The next meeting in the divisional round at Candlestick Park helped Staubach earn the moniker of “Captain Comeback.”

Staubach entered the game in the fourth quarter with Dallas down 28-13 and led the team on three scoring drives. He threw a 20-yard TD pass to Billy Parks with 1:20 left to cut the deficit to 28-23. After a successful onside kick, the Cowboys won it on a 10-yard TD pass from Staubach to Ron Sellers with 52 seconds to play.

THE CATCH

The Niners fell off after that three-year run, but got their revenge with a late-game comeback of their own to launch a dynasty in the 1981 NFC championship game.

San Francisco took over at its 11 with 4:54 to play trailing 27-21 when Montana took over. He picked apart Dallas’ Doomsday Defense with a quintessential West Coast offense drive.

Then the Niners faced a third-and-4 at the Dallas 6 with less than a minute to play when Bill Walsh called “Spring Right Option.” Montana rolled right and couldn’t find an open receiver immediately. Then with Ed “Too Tall” Jones and the Dallas defense closing in, Montana launched a high pass that seemed headed out of the end zone.

But Dwight Clark leaped over Everson Walls in the back of the end zone and came down with “The Catch” to give San Francisco a 28-27 lead.

The win was sealed when Danny White lost a fumble and San Francisco won its first of five Super Bowl titles in a 14-year span two weeks later.

“Start of a dynasty,” former 49ers president Carmen Policy said. “I don’t let myself go down the road of what would have happened if he doesn’t make that catch.”

HOW ‘BOUT THEM COWBOYS

While the Niners dynasty was launched with that win, it was the start of Dallas’ demise under coach Tom Landry.

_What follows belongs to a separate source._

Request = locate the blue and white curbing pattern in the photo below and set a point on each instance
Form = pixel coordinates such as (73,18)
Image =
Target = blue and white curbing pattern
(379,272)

The Cowboys bottomed out with a one-win season in Jimmy Johnson’s first season in 1989 before beginning a steady rise.

That helped lead to the Cowboys making it to the 1992 NFC title game in San Francisco against a stacked Niners team led by Steve Young and Jerry Rice.

But the young Cowboys didn’t flinch, getting two TDs from Smith to build a 23-20 lead and then Aikman helped seal it with a 70-yard pass to Alvin Harper to set up another TD.

The rematch the next season wasn’t nearly as tight with the Cowboys building a 28-7 halftime lead on the way to a 38-21 win after Johnson guaranteed victory earlier in the week. Johnson punctuated both wins with his “How ’bout them Cowboys!” proclamation in the victorious locker room.

“I’ve been talking all week,” Johnson told his team. “If you’re gonna talk the talk, you gotta walk the walk. Thanks to you guys, y’all did the walkin.”

YOUNG’S BREAKTHROUGH

After those two losses raised questions if Young would ever win the “big one,” the game the next year helped establish him as one of the greats.

Eric Davis got it started with a pick-6 on the opening possession. Two more turnovers helped San Francisco break out to a 21-0 lead less than five minutes into the game.

“Spotting them a 21-point lead was like spotting Carl Lewis 20 yards in a 100-yard dash,” Smith said.

Young did the rest with two TD passes and a TD run and went on to win Super Bowl MVP two weeks later.

“To answer that pressure is one of the great feelings in sports,” he said after that win over Dallas.